Worth playing w/ Bourbons?

Supposedly, de la Malmaison need some nice plants like Dijon, Louise Odier is fertile and healthy, and the lanky purple one is seed fertile. Are any of these true? I would get them for their fragrance alone, but I do not want to deal with their faults in my small space I can allot them if they are worthless as breeders.

Need is bred. No idea how that happened…

It depends upon what you’re thinking of breeding toward. If they aren’t sufficiently cold hardy, productive and healthy where you are, I wouldn’t touch them. For my climate, they are hemophiliacs, but for yours, if they grow well, flower well and require no chemical assistance (or as little as is acceptable to you) to flourish, and they appear like what you see your seedlings looking like in your mind’s eye, go for it. If you hope for your products to translate well to other climates, I’d rethink that decision. You will find there are MANY faults to be waded through with any rose you select, but these represent century-plus old “modern technology”. Are you sure you want to go that far backwards, then have to work your way forward many generations to get back where the rest of the universe was when you started? All you should have to do is look at Constance Spry to see where you could likely end up pretty quickly, then notice how long it took Austin to get to sort of decent plants for American climates.

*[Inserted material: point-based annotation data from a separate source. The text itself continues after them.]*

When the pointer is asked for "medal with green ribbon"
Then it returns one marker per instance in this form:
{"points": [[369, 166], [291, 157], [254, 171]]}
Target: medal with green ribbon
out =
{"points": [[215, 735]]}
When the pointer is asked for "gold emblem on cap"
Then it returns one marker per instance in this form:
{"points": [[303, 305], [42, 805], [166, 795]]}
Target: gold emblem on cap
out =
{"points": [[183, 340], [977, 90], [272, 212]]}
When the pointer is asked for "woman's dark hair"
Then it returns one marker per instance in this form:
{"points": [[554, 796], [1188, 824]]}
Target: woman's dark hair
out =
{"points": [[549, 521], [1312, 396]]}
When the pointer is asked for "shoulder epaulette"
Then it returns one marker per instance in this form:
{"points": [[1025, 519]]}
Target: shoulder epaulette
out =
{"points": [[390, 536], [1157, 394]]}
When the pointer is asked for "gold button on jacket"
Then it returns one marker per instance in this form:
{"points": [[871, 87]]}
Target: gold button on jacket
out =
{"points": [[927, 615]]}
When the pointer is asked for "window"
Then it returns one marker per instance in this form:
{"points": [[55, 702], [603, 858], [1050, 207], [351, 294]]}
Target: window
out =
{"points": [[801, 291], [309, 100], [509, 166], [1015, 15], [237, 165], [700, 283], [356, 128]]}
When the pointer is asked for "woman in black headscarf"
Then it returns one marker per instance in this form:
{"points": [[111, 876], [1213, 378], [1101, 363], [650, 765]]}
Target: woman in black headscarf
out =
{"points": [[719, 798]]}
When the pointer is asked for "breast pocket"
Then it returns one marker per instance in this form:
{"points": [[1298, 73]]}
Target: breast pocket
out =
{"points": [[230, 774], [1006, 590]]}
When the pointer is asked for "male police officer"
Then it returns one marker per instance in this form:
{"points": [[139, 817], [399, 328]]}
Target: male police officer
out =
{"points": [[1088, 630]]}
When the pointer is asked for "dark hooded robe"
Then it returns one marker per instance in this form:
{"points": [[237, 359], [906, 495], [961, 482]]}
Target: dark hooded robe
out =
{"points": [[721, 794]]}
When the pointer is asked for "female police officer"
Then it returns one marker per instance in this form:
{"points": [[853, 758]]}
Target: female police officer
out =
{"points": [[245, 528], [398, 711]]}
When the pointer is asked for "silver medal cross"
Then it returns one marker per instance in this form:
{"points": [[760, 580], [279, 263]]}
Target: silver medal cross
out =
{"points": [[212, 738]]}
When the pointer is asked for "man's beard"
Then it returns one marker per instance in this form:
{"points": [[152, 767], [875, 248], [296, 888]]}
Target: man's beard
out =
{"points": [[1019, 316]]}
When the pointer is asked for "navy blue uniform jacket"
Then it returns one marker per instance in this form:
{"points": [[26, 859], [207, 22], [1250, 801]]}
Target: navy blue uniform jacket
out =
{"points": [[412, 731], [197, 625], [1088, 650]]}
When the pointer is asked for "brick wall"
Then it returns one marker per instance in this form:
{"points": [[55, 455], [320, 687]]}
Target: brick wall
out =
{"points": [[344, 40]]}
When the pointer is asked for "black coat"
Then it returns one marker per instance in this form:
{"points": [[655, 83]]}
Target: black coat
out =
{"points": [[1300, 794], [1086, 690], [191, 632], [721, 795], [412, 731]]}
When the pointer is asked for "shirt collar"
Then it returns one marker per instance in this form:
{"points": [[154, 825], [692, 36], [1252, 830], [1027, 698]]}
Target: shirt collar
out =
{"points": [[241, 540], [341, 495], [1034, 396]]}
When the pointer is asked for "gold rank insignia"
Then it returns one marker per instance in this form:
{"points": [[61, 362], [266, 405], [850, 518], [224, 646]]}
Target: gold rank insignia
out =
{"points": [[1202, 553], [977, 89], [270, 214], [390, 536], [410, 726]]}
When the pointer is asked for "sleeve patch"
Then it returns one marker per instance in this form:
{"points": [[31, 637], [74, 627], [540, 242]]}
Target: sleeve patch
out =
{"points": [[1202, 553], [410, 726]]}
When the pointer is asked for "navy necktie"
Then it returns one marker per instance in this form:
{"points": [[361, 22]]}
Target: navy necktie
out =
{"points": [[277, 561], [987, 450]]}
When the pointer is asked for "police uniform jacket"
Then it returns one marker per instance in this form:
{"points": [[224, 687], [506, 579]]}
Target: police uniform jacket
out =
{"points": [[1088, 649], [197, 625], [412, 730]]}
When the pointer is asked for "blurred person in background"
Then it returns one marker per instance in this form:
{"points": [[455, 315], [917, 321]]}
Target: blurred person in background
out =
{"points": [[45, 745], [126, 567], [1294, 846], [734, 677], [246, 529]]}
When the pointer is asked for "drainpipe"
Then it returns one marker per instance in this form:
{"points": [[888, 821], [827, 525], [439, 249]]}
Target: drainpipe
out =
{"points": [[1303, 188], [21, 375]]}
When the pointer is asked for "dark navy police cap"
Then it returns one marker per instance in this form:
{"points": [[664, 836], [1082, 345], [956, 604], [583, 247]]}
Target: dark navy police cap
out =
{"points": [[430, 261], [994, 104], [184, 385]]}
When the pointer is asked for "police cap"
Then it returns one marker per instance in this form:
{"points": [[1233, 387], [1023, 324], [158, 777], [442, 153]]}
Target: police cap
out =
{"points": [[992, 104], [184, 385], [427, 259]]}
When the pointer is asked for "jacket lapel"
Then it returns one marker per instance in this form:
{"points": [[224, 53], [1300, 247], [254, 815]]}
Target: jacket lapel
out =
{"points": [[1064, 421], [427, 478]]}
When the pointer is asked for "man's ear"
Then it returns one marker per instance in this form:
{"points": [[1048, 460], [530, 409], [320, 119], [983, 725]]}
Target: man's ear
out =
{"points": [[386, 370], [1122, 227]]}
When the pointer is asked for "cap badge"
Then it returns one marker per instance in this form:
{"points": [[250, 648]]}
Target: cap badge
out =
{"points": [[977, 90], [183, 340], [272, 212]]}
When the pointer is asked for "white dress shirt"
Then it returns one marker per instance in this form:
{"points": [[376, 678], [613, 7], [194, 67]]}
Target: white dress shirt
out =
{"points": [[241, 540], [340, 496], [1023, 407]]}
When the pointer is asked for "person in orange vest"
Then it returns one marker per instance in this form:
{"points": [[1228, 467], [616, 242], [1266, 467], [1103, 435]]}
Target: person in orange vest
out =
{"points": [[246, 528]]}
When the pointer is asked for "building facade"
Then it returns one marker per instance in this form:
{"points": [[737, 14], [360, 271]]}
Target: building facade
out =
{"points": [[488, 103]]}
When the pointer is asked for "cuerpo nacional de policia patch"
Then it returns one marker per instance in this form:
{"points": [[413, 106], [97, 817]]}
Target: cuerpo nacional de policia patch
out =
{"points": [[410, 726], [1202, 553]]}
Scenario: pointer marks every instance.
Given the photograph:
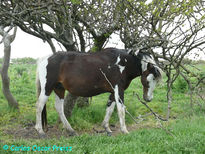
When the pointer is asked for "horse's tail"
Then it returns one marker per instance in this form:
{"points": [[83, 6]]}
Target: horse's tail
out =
{"points": [[38, 91]]}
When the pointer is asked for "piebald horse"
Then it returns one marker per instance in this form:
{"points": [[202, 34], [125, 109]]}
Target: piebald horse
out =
{"points": [[89, 74]]}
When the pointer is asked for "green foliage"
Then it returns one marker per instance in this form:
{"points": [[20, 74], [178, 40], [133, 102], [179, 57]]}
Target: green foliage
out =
{"points": [[180, 85]]}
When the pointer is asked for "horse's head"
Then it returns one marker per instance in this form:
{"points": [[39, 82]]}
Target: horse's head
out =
{"points": [[151, 75]]}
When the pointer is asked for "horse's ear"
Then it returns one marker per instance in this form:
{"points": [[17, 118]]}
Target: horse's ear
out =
{"points": [[136, 52]]}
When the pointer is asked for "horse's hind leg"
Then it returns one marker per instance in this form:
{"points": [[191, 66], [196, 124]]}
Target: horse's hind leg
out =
{"points": [[39, 108], [109, 111], [59, 105]]}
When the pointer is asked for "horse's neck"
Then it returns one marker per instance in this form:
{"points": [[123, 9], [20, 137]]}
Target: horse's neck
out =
{"points": [[134, 68]]}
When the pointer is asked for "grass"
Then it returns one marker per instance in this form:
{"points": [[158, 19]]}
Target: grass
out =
{"points": [[185, 125]]}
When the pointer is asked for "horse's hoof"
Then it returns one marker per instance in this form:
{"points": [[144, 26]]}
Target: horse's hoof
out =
{"points": [[109, 133], [42, 135], [73, 134]]}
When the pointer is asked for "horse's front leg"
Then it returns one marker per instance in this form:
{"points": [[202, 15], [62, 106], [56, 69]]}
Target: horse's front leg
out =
{"points": [[39, 108], [109, 111], [119, 99]]}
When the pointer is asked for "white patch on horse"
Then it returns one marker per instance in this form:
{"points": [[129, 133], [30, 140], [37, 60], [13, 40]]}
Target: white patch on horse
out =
{"points": [[152, 84], [118, 60], [108, 114], [42, 71], [59, 105], [121, 110], [41, 75], [145, 60], [121, 68]]}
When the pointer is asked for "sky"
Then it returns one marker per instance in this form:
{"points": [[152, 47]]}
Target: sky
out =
{"points": [[26, 45]]}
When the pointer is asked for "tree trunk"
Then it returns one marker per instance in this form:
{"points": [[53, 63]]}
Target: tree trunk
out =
{"points": [[7, 39]]}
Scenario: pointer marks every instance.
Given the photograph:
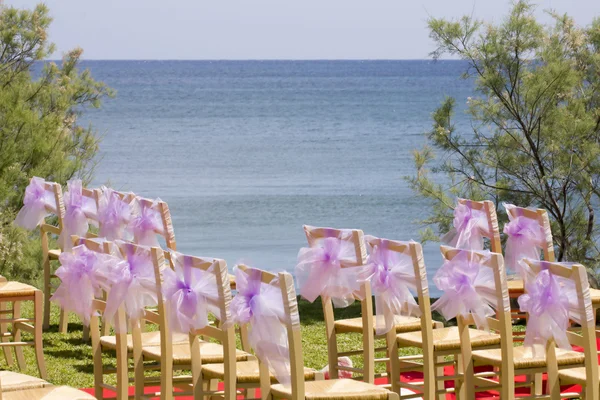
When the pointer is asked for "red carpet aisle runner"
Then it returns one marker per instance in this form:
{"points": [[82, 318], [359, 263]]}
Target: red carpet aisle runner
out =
{"points": [[405, 377]]}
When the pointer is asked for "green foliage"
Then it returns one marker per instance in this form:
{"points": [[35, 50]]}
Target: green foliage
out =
{"points": [[39, 134], [535, 125]]}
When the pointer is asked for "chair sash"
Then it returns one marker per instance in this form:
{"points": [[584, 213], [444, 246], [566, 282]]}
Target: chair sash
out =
{"points": [[260, 305], [37, 204], [392, 278], [468, 288], [114, 215], [80, 275], [551, 301], [190, 294], [132, 282], [78, 209], [146, 223], [525, 239], [320, 272], [470, 226]]}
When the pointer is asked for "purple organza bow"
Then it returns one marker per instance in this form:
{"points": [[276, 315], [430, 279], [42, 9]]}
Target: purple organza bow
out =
{"points": [[190, 294], [37, 204], [114, 215], [319, 272], [525, 239], [146, 223], [468, 289], [77, 211], [547, 302], [470, 226], [80, 284], [261, 306], [132, 282], [392, 277]]}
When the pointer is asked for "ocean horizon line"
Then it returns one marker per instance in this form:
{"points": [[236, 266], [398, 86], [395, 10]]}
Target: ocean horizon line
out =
{"points": [[265, 60]]}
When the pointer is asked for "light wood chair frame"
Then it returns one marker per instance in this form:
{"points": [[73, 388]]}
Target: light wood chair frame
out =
{"points": [[285, 283], [433, 361], [507, 372], [121, 370], [313, 235]]}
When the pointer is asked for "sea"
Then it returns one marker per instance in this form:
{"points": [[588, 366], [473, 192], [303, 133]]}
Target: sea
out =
{"points": [[247, 152]]}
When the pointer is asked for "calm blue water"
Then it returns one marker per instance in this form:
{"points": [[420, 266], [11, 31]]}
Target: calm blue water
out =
{"points": [[246, 152]]}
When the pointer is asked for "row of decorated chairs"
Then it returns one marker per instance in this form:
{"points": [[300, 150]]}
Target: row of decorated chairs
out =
{"points": [[337, 267]]}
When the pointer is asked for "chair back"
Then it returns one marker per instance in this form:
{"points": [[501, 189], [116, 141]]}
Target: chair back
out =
{"points": [[541, 217], [166, 229], [284, 284], [497, 294], [99, 305], [572, 283], [414, 252], [314, 236], [493, 231]]}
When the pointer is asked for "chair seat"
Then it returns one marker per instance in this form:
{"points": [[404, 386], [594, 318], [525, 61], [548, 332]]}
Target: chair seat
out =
{"points": [[16, 289], [355, 325], [148, 339], [574, 376], [54, 254], [12, 381], [211, 353], [48, 393], [335, 389], [445, 339], [246, 372], [523, 357]]}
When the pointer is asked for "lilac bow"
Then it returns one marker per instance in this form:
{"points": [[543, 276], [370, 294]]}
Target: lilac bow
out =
{"points": [[80, 283], [468, 289], [190, 294], [547, 303], [470, 226], [133, 283], [114, 215], [392, 277], [146, 223], [77, 211], [37, 204], [525, 239], [320, 272], [261, 306]]}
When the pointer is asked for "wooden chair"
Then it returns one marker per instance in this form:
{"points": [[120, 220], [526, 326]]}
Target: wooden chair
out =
{"points": [[299, 389], [439, 343], [118, 342], [168, 351], [424, 363], [16, 293], [15, 386], [365, 324], [520, 360], [49, 254], [246, 374], [163, 208]]}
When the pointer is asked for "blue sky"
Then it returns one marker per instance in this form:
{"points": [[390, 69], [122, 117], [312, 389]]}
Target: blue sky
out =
{"points": [[266, 29]]}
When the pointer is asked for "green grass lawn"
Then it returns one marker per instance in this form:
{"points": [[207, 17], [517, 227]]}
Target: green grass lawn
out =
{"points": [[69, 359]]}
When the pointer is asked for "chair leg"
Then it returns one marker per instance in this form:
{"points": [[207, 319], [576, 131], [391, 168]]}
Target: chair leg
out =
{"points": [[507, 384], [17, 337], [3, 333], [38, 304]]}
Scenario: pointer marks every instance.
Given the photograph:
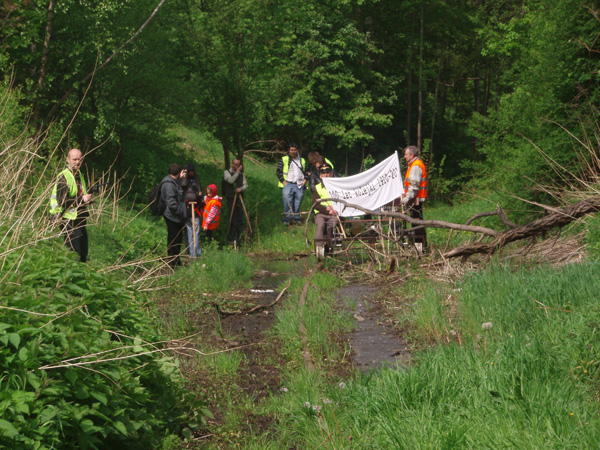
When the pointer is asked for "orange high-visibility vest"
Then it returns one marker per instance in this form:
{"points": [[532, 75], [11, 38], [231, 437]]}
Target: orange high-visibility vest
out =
{"points": [[209, 204], [422, 193]]}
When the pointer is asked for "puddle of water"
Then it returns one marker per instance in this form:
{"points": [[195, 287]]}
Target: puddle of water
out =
{"points": [[273, 273], [373, 344]]}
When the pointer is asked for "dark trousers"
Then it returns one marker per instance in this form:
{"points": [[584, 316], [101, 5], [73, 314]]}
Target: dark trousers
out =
{"points": [[416, 212], [76, 238], [174, 237], [235, 218]]}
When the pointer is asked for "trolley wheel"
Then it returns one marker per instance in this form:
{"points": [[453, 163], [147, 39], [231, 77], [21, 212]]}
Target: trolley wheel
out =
{"points": [[320, 252]]}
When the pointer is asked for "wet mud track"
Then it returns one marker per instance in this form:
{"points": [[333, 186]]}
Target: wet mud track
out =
{"points": [[374, 343]]}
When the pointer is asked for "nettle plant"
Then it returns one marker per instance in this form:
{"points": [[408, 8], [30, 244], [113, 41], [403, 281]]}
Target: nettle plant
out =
{"points": [[81, 365]]}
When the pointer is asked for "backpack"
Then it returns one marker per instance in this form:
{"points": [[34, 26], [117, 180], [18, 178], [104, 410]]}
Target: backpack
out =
{"points": [[155, 202]]}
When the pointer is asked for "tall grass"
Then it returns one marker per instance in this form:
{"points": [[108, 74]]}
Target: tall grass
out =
{"points": [[528, 381]]}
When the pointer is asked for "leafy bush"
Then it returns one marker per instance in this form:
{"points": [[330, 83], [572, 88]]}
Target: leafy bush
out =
{"points": [[78, 367]]}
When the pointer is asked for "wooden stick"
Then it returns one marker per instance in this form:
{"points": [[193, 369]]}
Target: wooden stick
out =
{"points": [[246, 214], [193, 205]]}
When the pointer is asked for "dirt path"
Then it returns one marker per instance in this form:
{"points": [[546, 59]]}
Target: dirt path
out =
{"points": [[374, 342]]}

Rather than classes of roses - which are all marketing terms and meaningless genetically - you could think in terms of traits you want to capture when choosing breeding stock: petal count/corona diameter; prickles; petal size, shape and form; parenchyma thickness, color and reflectance; architecture (branching pattern, internodal spacing, cane thickness and so forth); pigment profile; disease susceptibility; cold hardiness and heat tolerance; rooting ability; scent profile; remontancy; floriferousness and on and on.

All you should have to do is look at Constance Spry to see where you could likely end up pretty quickly, then notice how long it took Austin to get to sort of decent plants for American climates.

It’s a good case in point. Study the sequence of crosses that led from the species to the finished product. At each step a breeder was selecting for some combination of traits. It is very instructive to try to identify which traits are derived from which crosses.

On a side note:

petal count/corona diameter; prickles; petal size, shape and form; parenchyma thickness, color and reflectance; architecture (branching pattern, internodal spacing, cane thickness and so forth); pigment profile; disease susceptibility; cold hardiness and heat tolerance; rooting ability; scent profile; remontancy; floriferousness and on and on.

Some of these characteristics might be a bit hard to track down :stuck_out_tongue:

I get your point. A premium account on hmf might be needed. (I don’t like spending money.)

$2 a month is CHEAP for what you receive. There is no book, period, nor anything else on line for any price where you can receive what your $24 a YEAR gives you on Help Me Find. And, it is a rolling year. You join today, your membership is renewable a year from yesterday. You see more information in one place than there is anywhere else, and if there are color photographs of the results, they’re most likely there for you to study and browse to your heart’s content. Believe me, I bought all the books I could find and afford twenty to thirty years ago. Old, new, Modern Roses issues…NONE of them compare to what I can glean from HMF in an evening’s browsing.

Well, I’ll cough up the money as long as I don’t have to use PayPal. I hates it. I saw somewhere that you could mail a check…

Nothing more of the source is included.